На сей раз не отдельные выстрелы раздались по карателям, а затрещали очереди. Казалось, стреляет целый отряд! Передние стражники полетели с лошадей, как молодые грачи из гнезда. В несколько секунд все перемешалось. Неслись неистовые крики, вопли раненых конвоиров, а выстрелы раздавались безостановочно. Арестованные бросились во все стороны. Когда стражники конвоя опомнились, улица опустела.
К месту происшествия неслись конные стражники, бежали пешие; вызвали гарнизон солдат, но… ловить уже было некого.
С этого дня арестованных больше не водили по улицам, их в одиночку отправляли тайно, а горожан и родственников разгоняли плетками.
Кто же были те двое, какое смертоносное оружие было в их руках? Этот загадочный вопрос вызвал самые невероятные толки. Только спустя много времени узнали – это были Савицкий и Абрамов, вооруженные маузерами.
Изгои
Миновали тревожные и бурные годы первой русской революции. Восстания крестьян, волнения среди рабочих города как массовые явления прекратились. Правительству удалось подавить разрозненные силы восставших. Карательные отряды ушли, еврейские погромы не повторялись, но воспоминания об этих зловещих деяниях еще были свежи в памяти народа.
Темная завеса снова опустилась над измученной землей. Но среди болот и лесов Белоруссии не погасло пламя революционной борьбы. Оно поддерживалось партизанской народно-революционной партией Савицкого.
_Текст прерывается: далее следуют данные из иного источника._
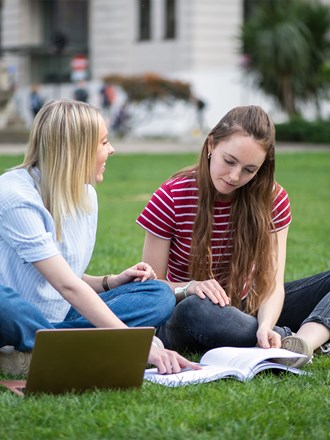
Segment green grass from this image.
[0,152,330,440]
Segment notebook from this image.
[0,327,154,396]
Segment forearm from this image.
[257,287,284,329]
[82,273,119,293]
[60,277,127,328]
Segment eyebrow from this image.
[224,152,259,168]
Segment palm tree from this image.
[241,0,330,116]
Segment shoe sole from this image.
[281,336,313,368]
[0,346,32,375]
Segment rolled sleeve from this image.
[0,202,59,263]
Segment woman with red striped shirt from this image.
[137,106,330,366]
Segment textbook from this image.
[144,347,307,387]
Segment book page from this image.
[144,365,244,387]
[201,347,304,377]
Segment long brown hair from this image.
[176,106,276,314]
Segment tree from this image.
[241,0,330,116]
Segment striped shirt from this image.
[136,175,291,282]
[0,169,97,322]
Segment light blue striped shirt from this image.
[0,169,98,322]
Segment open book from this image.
[144,347,307,387]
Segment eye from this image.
[224,159,234,165]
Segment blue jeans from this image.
[157,271,330,351]
[0,280,175,351]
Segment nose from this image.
[229,167,241,182]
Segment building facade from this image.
[0,0,330,132]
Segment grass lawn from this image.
[0,152,330,440]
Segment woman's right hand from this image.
[148,344,201,374]
[187,279,230,307]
Недавние герои революции – идейные интеллигенты, безработные рабочие, голодные, нищие, безземельные крестьяне не верили в гибель революции, не могли примириться с мыслью о безвозвратной утрате свободы и счастья.
Слабые духом, предавшись отчаянию, бесславно гибли в пьянстве, ханжестве и богоискательстве, многие в поисках спасения бежали за границу.
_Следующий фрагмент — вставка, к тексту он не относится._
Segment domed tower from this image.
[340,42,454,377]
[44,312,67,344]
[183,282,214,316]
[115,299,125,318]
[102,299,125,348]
Но сильные волей, крепкие духом не сложили оружие. Они привлекли обездоленных, протягивали им руку помощи, организовывали и вдохновляли на борьбу с оружием в руках, мечтая снова зажечь пламя всеобщего восстания.
Силы реакции крепли; полиция, чиновники, помещики, духовенство – все вместе стремились вырвать корни революции, особенно среди крестьянской массы.
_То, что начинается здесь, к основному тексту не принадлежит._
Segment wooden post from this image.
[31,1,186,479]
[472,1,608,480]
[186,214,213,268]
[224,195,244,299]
Черная сотня продолжала свое темное дело, разжигала национальную вражду, и еврейская беднота продолжала жить в страхе и беспокойстве. Среди учеников различных школ поддерживались антисемитские настроения. Одной из жертв черной сотни стал Наум Гуревич.
В гимназии шел третий урок; в шестом классе был немецкий язык. Тучный немец Карл Иванович, которого гимназисты прозвали «Карлушей», спрашивал Прокофьева, сына местного купца. Поговаривали, что отец его состоял в черной сотне, во время еврейских погромов награбил денег и разбогател.
Сын был плохим учеником и забиякой. Особенно придирался он к Науму Гуревичу, лучшему ученику класса, тихому и скромному юноше.
За одной партой с Прокофьевым сидел Станкевич, сын исправника, а с Гуревичем – Семенов, сын народного учителя.